Ten EU countries urge rethink of new carbon levy on fuel

Ten EU countries urge rethink of new carbon levy on fuel
A display board shows the current prices of petrol and diesel at a gas station, in Munich, Germany 2 May, 2026.
Reuters

Ten EU countries, led by Italy and Poland, have urged the European Union to reconsider a new carbon price on fuel as part of a wider overhaul of the bloc's carbon market, according to a joint statement seen by Reuters.

The opposition threatens to disrupt plans to update Brussels' flagship climate policy, the emissions trading system (ETS), and could set the countries against supporters of the new levy, including Germany and Sweden.

The European Commission is due to propose revisions to the trading system on Friday. The ETS requires power plants, factories, airlines and shipping companies to pay for their CO₂ emissions.

In a statement shared with the Commission on Tuesday, the 10 countries said the review should also be used to reconsider a new CO₂ pricing system, known as ETS2, which the EU plans to introduce for heating and transport fuels from 2028.

European Union flags flutter outside the European Commission headquarters in Brussels, Belgium 29 April, 2026.
Reuters
New emissions system under scrutiny

Like the existing EU ETS, ETS2 will operate as a cap-and-trade system, but it will cover emissions upstream in the supply chain. Fuel suppliers, rather than end consumers, will be responsible for monitoring and reporting emissions and will be required to surrender enough allowances to cover them.

According to the European Commission, the ETS2 emissions cap is expected to reduce emissions by 42% by 2030.

"European citizens should not be facing new climate taxes in current economic and geopolitical circumstances. ETS2 should be therefore addressed directly in the revision and carefully reconsidered," the statement said.

The statement was signed by Italy, Poland, Bulgaria, Cyprus, the Czech Republic, Estonia, Greece, Hungary, Romania and Slovakia. It also called for changes to the existing carbon market.

Among the proposals, the countries urged the EU to grant industry more free CO₂ emissions permits without broad conditions. The Commission has indicated it wants additional free permits to be available only to companies that commit to investing in decarbonisation projects in Europe.

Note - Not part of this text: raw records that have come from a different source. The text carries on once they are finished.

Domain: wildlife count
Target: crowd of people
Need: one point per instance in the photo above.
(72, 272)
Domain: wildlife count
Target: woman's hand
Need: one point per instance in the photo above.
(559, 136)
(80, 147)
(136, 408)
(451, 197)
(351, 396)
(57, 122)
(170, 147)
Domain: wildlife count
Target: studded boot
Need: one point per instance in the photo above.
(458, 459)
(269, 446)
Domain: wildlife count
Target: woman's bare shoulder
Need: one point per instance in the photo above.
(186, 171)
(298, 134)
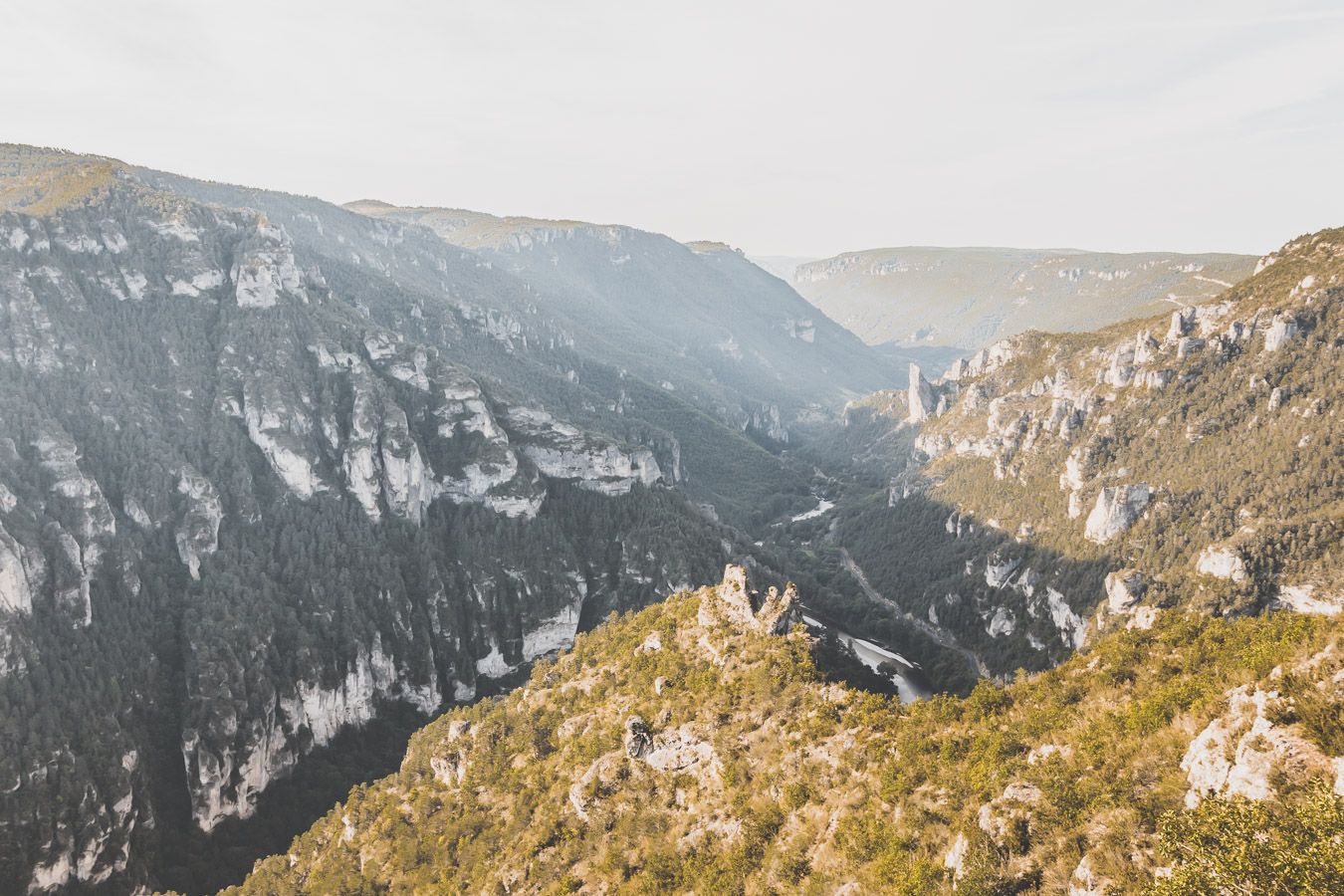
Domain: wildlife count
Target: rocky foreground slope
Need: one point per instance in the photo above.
(972, 297)
(698, 747)
(266, 473)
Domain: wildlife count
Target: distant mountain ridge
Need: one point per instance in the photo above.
(971, 297)
(269, 466)
(699, 319)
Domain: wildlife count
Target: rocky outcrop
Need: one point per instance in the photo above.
(1239, 753)
(198, 535)
(921, 398)
(1124, 590)
(1117, 508)
(265, 269)
(225, 781)
(1222, 561)
(1306, 598)
(734, 603)
(15, 590)
(561, 452)
(85, 524)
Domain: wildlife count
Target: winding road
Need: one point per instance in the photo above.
(940, 635)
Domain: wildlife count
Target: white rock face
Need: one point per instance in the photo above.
(956, 857)
(1124, 590)
(1003, 623)
(682, 751)
(1279, 334)
(553, 634)
(1222, 563)
(999, 569)
(265, 269)
(227, 784)
(198, 537)
(93, 518)
(280, 431)
(1116, 510)
(406, 479)
(563, 452)
(494, 665)
(15, 590)
(1085, 881)
(921, 396)
(1302, 598)
(1238, 753)
(1072, 627)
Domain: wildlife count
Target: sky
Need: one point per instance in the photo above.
(782, 127)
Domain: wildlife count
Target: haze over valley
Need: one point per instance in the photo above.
(432, 462)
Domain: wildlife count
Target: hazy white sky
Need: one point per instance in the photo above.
(783, 127)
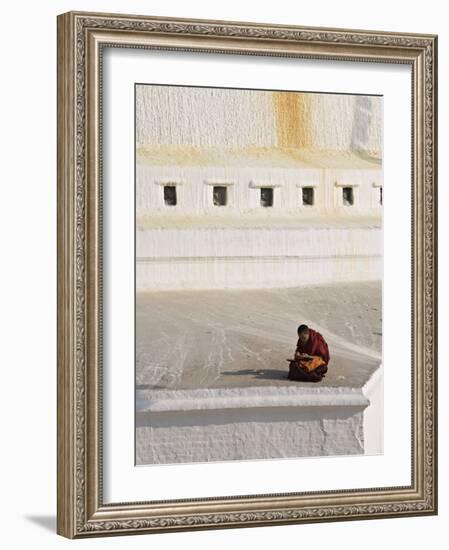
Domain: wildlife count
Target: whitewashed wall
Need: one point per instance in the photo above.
(220, 117)
(194, 189)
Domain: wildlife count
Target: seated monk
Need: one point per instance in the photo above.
(311, 356)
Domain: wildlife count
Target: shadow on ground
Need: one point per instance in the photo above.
(266, 374)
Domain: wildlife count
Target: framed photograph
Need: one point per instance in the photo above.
(247, 274)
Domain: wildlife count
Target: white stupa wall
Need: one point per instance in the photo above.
(194, 138)
(220, 117)
(194, 189)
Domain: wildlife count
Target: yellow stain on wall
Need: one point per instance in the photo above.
(293, 119)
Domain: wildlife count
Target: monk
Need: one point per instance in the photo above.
(311, 356)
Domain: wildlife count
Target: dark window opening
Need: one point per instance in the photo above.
(308, 196)
(170, 195)
(348, 196)
(220, 195)
(266, 196)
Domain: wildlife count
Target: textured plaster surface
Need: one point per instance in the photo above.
(223, 339)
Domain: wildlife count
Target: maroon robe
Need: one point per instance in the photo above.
(315, 345)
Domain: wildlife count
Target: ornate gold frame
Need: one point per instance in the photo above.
(81, 37)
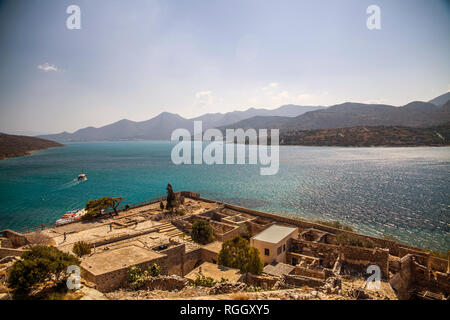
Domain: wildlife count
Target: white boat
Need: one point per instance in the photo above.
(71, 216)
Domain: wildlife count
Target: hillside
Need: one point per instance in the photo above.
(162, 126)
(366, 136)
(414, 114)
(441, 100)
(15, 146)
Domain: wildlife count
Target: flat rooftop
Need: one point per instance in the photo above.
(114, 259)
(216, 272)
(274, 234)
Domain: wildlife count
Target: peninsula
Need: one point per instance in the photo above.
(182, 247)
(16, 146)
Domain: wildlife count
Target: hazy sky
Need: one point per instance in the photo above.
(134, 59)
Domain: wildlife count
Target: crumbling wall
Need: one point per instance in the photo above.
(113, 280)
(263, 282)
(438, 264)
(174, 259)
(434, 281)
(299, 281)
(191, 260)
(420, 256)
(327, 253)
(167, 283)
(308, 272)
(7, 252)
(364, 257)
(15, 239)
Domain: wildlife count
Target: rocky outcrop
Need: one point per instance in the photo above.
(227, 287)
(167, 283)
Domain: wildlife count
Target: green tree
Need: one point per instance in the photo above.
(94, 207)
(202, 232)
(237, 253)
(352, 240)
(137, 276)
(171, 201)
(81, 248)
(39, 265)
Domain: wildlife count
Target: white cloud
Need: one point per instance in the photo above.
(271, 85)
(203, 98)
(304, 96)
(46, 67)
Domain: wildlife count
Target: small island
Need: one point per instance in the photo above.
(370, 136)
(16, 146)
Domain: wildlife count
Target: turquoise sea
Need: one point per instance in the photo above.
(401, 191)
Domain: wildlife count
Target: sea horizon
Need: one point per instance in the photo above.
(399, 191)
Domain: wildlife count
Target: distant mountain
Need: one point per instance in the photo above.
(367, 136)
(15, 146)
(441, 100)
(214, 120)
(288, 117)
(414, 114)
(161, 127)
(157, 128)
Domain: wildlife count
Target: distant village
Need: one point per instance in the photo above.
(184, 246)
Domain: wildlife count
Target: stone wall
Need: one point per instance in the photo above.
(439, 264)
(113, 280)
(300, 281)
(16, 239)
(365, 257)
(175, 259)
(167, 283)
(436, 281)
(191, 260)
(327, 253)
(259, 281)
(384, 243)
(7, 252)
(307, 272)
(421, 256)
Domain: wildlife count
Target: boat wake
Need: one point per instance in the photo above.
(71, 184)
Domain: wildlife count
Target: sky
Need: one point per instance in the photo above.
(135, 59)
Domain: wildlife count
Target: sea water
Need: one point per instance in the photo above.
(404, 192)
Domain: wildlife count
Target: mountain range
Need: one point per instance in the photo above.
(161, 126)
(286, 118)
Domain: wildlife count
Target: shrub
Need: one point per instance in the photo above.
(154, 270)
(202, 232)
(171, 201)
(180, 212)
(236, 253)
(254, 289)
(439, 254)
(39, 265)
(203, 281)
(334, 224)
(94, 207)
(351, 240)
(81, 248)
(137, 277)
(389, 237)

Showdown over fuel carbon charge

Brussels has already delayed the introduction of ETS2 by a year following concerns from governments that the new carbon charge on fuel would increase costs for consumers.

Supporters argue the measure is essential to accelerate the shift to cleaner vehicles and low-carbon home heating. They also say revenue generated by the CO₂ charge will be reinvested to help households adopt cleaner technologies, reducing the financial impact on consumers.

The Commission has said it does not want to make further changes before the scheme is introduced, arguing that businesses need regulatory certainty to prepare.

However, when national governments and EU lawmakers negotiate and approve the carbon market reforms, they could still introduce their own amendments, including changes to ETS2. The 10 countries behind the statement hold enough votes within the EU system to block amendments they oppose.